Un résumé des événements de la guerre entre la Perse et la Grèce, de la mort de Darius à Marathon aux batailles suivant celle des Thermopyles. L’on suit cette fois la destinée de Thémistocle et des Athéniens, et leurs tentatives pour unifier les cités grecques contre l’envahisseur et notamment Artémise, grecque d’origine à la tête de la flotte de l’empereur-dieu Xerxès.

Voilà un projet bien étrange. De ces hypothèses fantasmatiques de soirées entre potes, qui ne tiennent pas le premier examen de faisabilité parce qu’elles ne passent en toute logique pas la seconde réflexion quant à leur pertinence. En effet, pourquoi vouloir, d’un point de vue thématique et narratologique, broder autour d’un récit qui tient sur son concept tendu, sur sa concision et son apparente simplicité ? Pourquoi titrer "300" un film qui ne subit pas la contrainte d’une armée limitée à 300 hommes ? Et quel est l’intérêt de réduire l’aura mythologique d’un récit dont le propos étaient de rendre légendaires ses protagonistes et événements, en y jetant une lumière crue sans commune mesure avec le traitement qui faisait tout le prix de l’original ? Pourquoi si peu de perspective ? Nous sommes, il est vrai, à une période où Hollywood lance ses franchises les plus onéreuses sur un cameo de Samuel Jackson à la fin d’un Iron Man (2008)…

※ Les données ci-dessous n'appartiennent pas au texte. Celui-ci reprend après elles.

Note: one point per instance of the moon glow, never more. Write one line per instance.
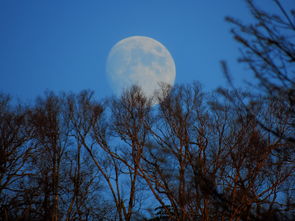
(140, 61)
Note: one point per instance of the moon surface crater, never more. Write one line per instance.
(140, 61)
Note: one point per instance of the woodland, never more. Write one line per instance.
(224, 155)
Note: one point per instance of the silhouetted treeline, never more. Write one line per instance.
(225, 155)
(70, 157)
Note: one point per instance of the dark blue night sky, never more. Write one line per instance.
(63, 45)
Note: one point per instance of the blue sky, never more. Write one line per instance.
(63, 45)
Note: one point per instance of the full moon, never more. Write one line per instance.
(140, 61)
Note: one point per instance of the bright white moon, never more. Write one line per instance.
(140, 61)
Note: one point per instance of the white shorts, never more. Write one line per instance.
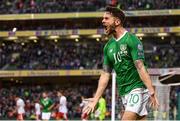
(137, 101)
(46, 115)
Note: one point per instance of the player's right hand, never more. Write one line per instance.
(90, 106)
(154, 103)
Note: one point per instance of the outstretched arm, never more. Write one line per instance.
(103, 81)
(147, 81)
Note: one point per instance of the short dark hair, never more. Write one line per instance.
(116, 12)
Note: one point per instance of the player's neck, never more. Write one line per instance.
(119, 32)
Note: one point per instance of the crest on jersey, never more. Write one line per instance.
(123, 47)
(140, 47)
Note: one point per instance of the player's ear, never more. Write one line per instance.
(117, 22)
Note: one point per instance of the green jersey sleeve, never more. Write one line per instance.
(106, 60)
(136, 48)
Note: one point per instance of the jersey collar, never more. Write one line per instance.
(121, 36)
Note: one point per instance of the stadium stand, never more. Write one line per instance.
(77, 55)
(23, 56)
(39, 6)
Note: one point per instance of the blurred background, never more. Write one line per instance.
(50, 45)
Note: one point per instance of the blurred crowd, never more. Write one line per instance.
(76, 55)
(54, 6)
(51, 55)
(30, 94)
(65, 24)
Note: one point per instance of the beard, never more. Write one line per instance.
(110, 29)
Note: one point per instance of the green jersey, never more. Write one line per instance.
(120, 55)
(46, 104)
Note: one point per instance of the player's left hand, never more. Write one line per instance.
(90, 106)
(154, 103)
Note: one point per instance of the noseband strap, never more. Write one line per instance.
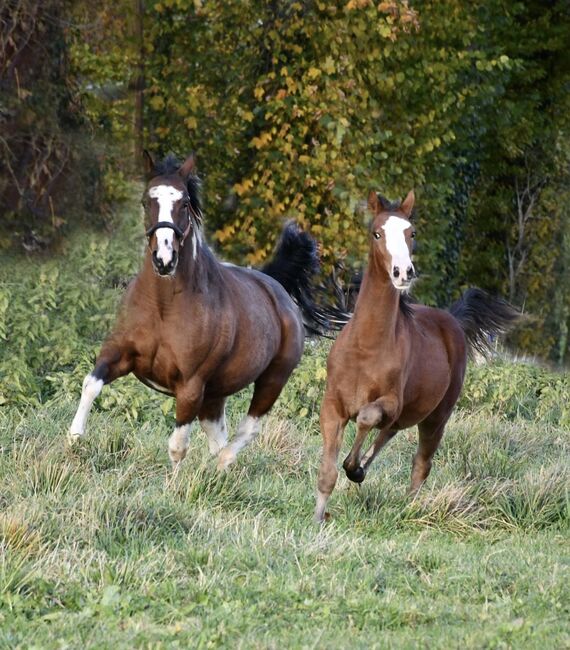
(166, 224)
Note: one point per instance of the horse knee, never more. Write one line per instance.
(421, 467)
(178, 444)
(369, 415)
(327, 480)
(356, 475)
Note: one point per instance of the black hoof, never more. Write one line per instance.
(355, 475)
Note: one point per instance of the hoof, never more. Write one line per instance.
(226, 457)
(356, 475)
(214, 447)
(73, 438)
(176, 456)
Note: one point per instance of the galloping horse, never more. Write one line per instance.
(201, 330)
(398, 364)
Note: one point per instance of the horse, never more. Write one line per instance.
(396, 363)
(200, 330)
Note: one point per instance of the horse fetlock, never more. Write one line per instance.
(176, 455)
(226, 457)
(73, 437)
(178, 444)
(356, 475)
(214, 446)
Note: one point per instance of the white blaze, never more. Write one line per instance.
(396, 244)
(166, 195)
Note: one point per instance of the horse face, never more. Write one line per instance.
(168, 207)
(393, 239)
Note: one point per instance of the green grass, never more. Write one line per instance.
(103, 547)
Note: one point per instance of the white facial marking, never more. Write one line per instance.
(166, 195)
(396, 244)
(91, 389)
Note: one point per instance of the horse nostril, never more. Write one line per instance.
(157, 261)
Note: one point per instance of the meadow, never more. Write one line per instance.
(101, 545)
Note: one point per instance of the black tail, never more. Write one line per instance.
(483, 318)
(294, 264)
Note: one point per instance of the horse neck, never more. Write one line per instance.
(377, 309)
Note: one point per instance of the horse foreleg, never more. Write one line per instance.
(213, 422)
(188, 403)
(381, 440)
(429, 438)
(381, 412)
(332, 429)
(110, 365)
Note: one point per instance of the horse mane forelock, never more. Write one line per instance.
(170, 165)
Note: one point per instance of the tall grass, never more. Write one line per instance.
(101, 545)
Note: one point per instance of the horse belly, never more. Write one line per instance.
(423, 394)
(243, 366)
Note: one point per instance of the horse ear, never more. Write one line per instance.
(373, 203)
(408, 204)
(148, 163)
(187, 166)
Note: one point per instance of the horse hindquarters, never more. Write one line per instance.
(268, 387)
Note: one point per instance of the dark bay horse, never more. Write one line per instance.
(397, 364)
(200, 330)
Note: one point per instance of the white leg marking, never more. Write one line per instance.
(247, 430)
(217, 433)
(320, 508)
(178, 444)
(91, 388)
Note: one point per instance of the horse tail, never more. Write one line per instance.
(294, 263)
(483, 318)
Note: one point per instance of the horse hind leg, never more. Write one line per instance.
(268, 387)
(332, 429)
(212, 418)
(430, 435)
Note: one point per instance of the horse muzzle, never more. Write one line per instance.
(165, 269)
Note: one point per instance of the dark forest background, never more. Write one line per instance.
(297, 109)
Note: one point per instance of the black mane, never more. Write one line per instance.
(169, 166)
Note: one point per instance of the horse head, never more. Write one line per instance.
(392, 235)
(173, 213)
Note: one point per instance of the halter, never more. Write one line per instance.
(181, 234)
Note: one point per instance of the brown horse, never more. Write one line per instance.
(200, 330)
(398, 364)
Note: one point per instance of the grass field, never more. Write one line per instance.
(101, 546)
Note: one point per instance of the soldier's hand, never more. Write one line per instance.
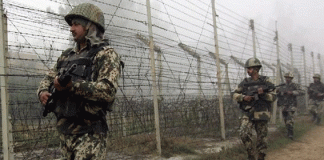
(289, 92)
(260, 91)
(43, 97)
(58, 86)
(248, 98)
(320, 94)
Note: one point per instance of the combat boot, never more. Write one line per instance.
(291, 134)
(261, 156)
(251, 157)
(318, 120)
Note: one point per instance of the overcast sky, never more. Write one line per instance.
(299, 21)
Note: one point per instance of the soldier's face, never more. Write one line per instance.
(288, 79)
(250, 71)
(316, 80)
(78, 32)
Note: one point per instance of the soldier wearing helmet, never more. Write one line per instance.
(316, 95)
(83, 102)
(287, 101)
(255, 94)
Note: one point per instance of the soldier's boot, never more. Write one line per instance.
(291, 133)
(251, 157)
(318, 120)
(261, 156)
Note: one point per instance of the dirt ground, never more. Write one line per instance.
(309, 147)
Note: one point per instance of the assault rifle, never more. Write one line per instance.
(64, 78)
(252, 89)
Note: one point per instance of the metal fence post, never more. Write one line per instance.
(6, 126)
(219, 78)
(152, 59)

300 (2007) a dans la cinéphilie contemporaine un statut comparable à celui qu’a pu avoir Matrix au début des années 2000. A savoir une indéniable date technique et esthétique, un film qui, s’il n’invente pas à proprement parler ses procédés qualifiés hâtivement de révolutionnaires, contribue à cristalliser la tendance pour l’imposer durablement. De même que Matrix rendait durablement tangibles des idées (techniques, esthétiques) qu’on avait pu deviner de Dark City (1998) à Blade (1998), 300, dans son projet dingue de fabriquer un péplum épique dans un hangar, finissait de rendre impossible à ignorer les expérimentations techniques et esthétiques de Sin City (2005) à Lord of the Rings (2001), et entérinait la maturité de procédés et de pratiques qui aujourd’hui ne suscitent plus de méfiance que dans les rédactions les plus catafalqueuses de notre cinéphilie nationale : inflation de décors sur fonds verts, stylisation extrême de la photographie et du découpage (de la pose pour certains), prépondérance de la postproduction et de l’effet optique, avec les effets logiques de ces bouleversements sur les modes de production. Les deux films ont été d’ailleurs autant conspués que célébrés pour leur formalisme et leur style dramatisé, mais ont aussi pris un certain coup de vieux prématuré, aidés en cela par une palanquée d’ersatz médiocres qui n’émulent qu’à leur valeur faciale leurs avancées les plus reconnaissables. Combien d’empoignades martiales surdécoupées et illisibles, de personnages sans charisme vêtus de cache-poussières en cuir noir, de bullet-time gratuits, ont suivi Matrix ? De même, on ne compte plus les épopées en balsa sur fond de percussions et cuivres tonitruants, bourrées de photographies désaturées et jaunâtres, de ralentis au petit bonheur la chance et d’action incrédible à force de pousser le bouchon, écume de la vague qu’a représenté le film de Snyder. Cette suite mal pensée en est d’ailleurs le dernier représentant en date.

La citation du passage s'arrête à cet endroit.